The Aukus deal, a US official said, was designed to align Great Britain “more closely with our strategic pursuits in the region as a whole” and by allowing Britain to help build Australian nuclear submarines it amounted to “a downpayment” specifically on Johnson’s post-Brexit idea of Global Britain.
For some, that raises questions about what precisely Johnson might have promised to Biden in Cornwall, as he seeks to show he can chart a diplomatic path outside the European Union, a point not lost on his predecessor Theresa May as she asked on Thursday if the UK would become drawn in, “should China attempt to invade Taiwan”. Flush with the success of having announced the alliance, Johnson had little choice in his reply: he ruled nothing out.

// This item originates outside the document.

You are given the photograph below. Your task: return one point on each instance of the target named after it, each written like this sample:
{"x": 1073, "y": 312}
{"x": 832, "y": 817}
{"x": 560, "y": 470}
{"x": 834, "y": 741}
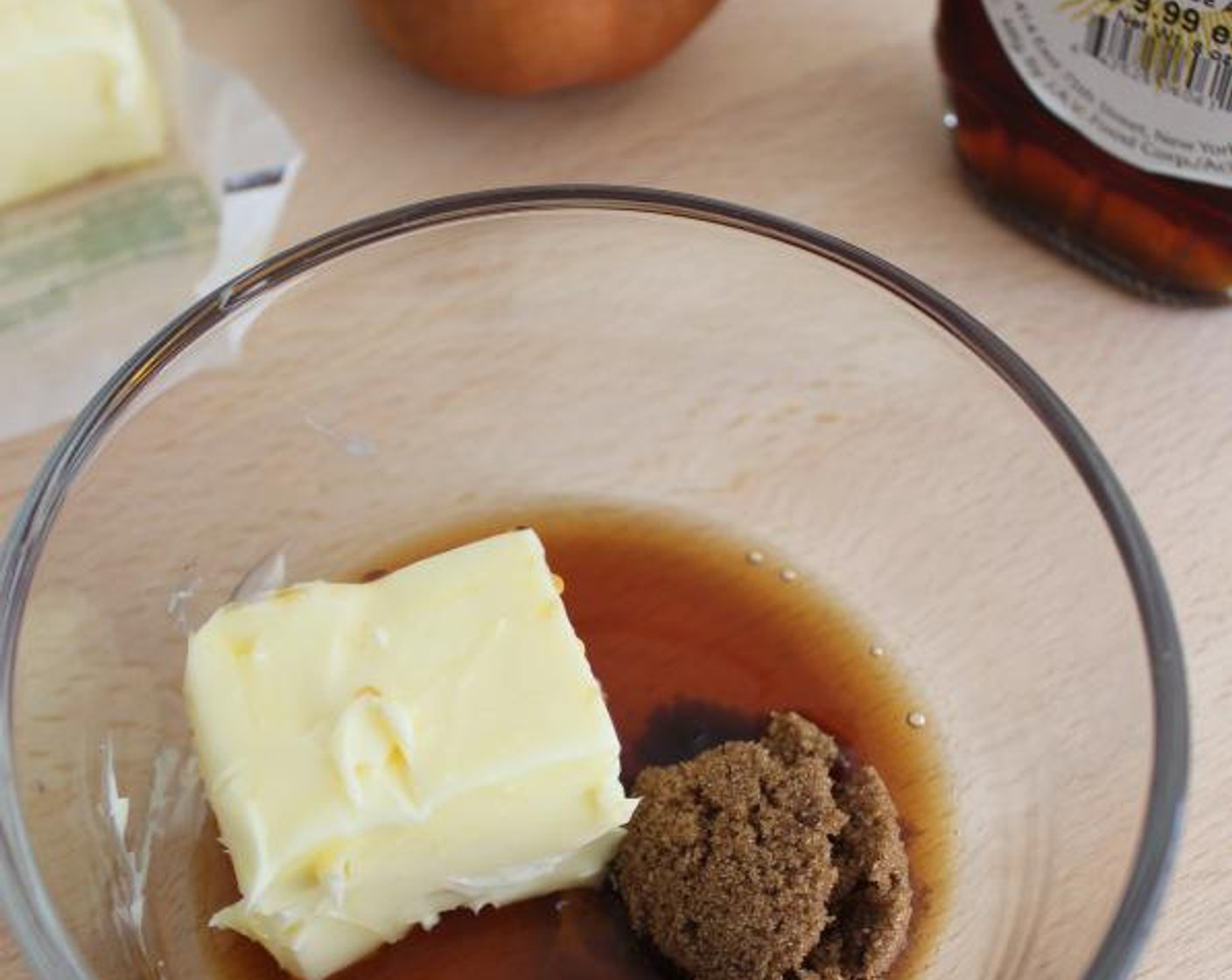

The shadow foreign secretary, Lisa Nandy, welcomed the Aukus pact, while stressing it should not undermine the UK’s commitment to other alliances including, crucially, Nato.
With the Cop26 summit looming in just a few weeks’ time, she said Johnson should be working hard to build cooperation with the US on a much wider range of issues, including tackling the climate crisis and defending democracy around the word – Biden sees the latter as a key theme of his presidency.
“There’s a much more positive agenda, and I think the US will respond really well if we turn up with a positive vision of how we can work together to deal with shared challenges,” Nandy said.
“I think the relationship is frayed; but there’s a very strong will from the US to seek a strong partnership with the UK.”
Vinjamuri said that in the wake of the Aukus deal, “Biden’s doing what he said he was going to do, and the UK had a choice to make, which was either you jump onboard and show what you can bring to the table, or you don’t. And it looks like Boris Johnson has decided to jump onboard.”